1) E’ un mangione! cani o gatti obesi che chiedono ripetutamente cibo e mangiano continuamente e voracemente spesso non “scoppiano di salute”, ma rivelano ( dopo aver escluso le cause cliniche) un malessere e una comunicazione disfunzionale: la bulimia è una condotta compensatoria. Quindi l’affermazione “ se mangia vuol dire che sta bene” non è sempre vera.
2) E’ stato buonissimo! E’ una chiave di lettura che fornisco sempre alla prima visita di un pet nelle famiglie con bambini, ma soprattutto quando la nuova introduzione è un coniglietto. Gli individui di questa specie infatti, in caso di stress o paura, assumono la posizione detta “freezing” ovvero si accucciano e restano immobili. Spesso questo comportamento viene scambiato per accettazione piacevole del contatto e il continuo perdurare di questo stress lascia indelebilmente una serie di sensazioni negative che possono ripercuotersi sulla salute fisica e mentale di chi subisce questo tipo di approccio unidirezionale.
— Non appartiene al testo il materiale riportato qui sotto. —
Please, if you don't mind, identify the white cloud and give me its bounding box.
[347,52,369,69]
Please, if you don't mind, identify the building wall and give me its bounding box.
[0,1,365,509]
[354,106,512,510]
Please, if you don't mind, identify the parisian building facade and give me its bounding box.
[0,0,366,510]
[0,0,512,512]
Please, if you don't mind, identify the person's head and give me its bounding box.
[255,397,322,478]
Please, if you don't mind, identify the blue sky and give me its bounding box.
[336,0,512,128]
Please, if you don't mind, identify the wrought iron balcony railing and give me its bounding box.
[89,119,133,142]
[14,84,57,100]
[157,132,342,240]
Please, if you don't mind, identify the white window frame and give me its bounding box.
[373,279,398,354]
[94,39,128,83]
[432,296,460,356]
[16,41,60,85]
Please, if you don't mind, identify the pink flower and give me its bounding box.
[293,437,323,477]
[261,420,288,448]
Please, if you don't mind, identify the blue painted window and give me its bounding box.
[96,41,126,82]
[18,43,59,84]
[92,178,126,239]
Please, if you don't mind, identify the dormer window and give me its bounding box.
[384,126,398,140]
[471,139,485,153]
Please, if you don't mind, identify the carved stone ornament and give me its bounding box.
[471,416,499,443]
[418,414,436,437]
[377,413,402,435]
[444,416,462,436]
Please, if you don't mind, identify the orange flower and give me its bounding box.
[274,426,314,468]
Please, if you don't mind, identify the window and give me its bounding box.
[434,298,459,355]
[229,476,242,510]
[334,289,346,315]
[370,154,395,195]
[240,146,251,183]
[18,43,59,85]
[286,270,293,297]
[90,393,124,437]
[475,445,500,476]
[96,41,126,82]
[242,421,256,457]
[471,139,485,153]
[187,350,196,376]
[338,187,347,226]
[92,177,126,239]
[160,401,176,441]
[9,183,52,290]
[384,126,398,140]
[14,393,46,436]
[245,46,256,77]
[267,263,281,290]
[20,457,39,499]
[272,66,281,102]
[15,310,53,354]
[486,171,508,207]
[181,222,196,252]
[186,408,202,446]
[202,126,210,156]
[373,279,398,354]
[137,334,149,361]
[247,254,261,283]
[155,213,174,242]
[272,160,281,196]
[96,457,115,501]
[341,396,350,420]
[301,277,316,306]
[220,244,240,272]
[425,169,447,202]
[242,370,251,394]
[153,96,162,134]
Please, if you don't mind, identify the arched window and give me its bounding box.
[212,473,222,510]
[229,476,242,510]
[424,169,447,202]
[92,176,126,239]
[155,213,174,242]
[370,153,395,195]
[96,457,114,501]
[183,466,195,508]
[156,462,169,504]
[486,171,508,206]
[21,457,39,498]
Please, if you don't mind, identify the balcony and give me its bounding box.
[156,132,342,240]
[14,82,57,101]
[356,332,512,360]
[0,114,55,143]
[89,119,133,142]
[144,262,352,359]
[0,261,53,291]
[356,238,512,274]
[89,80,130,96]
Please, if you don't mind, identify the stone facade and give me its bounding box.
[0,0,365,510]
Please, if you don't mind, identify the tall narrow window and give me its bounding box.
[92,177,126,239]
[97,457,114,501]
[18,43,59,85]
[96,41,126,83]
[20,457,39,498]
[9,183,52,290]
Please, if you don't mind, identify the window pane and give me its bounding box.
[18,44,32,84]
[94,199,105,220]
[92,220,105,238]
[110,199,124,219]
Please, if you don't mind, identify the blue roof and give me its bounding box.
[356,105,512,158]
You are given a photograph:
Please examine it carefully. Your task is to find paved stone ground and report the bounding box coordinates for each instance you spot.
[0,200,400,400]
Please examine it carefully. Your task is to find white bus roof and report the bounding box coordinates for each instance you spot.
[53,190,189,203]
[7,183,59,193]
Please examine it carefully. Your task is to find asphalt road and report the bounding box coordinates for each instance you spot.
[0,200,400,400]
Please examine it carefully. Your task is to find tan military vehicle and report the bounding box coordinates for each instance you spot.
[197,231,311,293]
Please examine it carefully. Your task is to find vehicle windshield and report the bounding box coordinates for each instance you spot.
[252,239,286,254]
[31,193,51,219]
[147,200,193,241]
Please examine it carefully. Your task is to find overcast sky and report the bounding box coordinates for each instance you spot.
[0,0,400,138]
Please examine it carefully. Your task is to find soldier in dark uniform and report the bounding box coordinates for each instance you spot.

E’ fondamentale quindi trascorrere tempo di buona qualità ( condividendo attività piacevoli) con i nostri amici a quattro zampe, imparare a leggere i loro segnali e a comunicare. Avere aspettative e aspirazioni adeguate alle caratteristiche e capacità dell’intero sistema familiare misto. Migliorare la qualità di vita dei nostri animali domestici significa avere a cuore il loro benessere ma, soprattutto, contribuire al raggiungimento dell’armonia dell’intero gruppo familiare.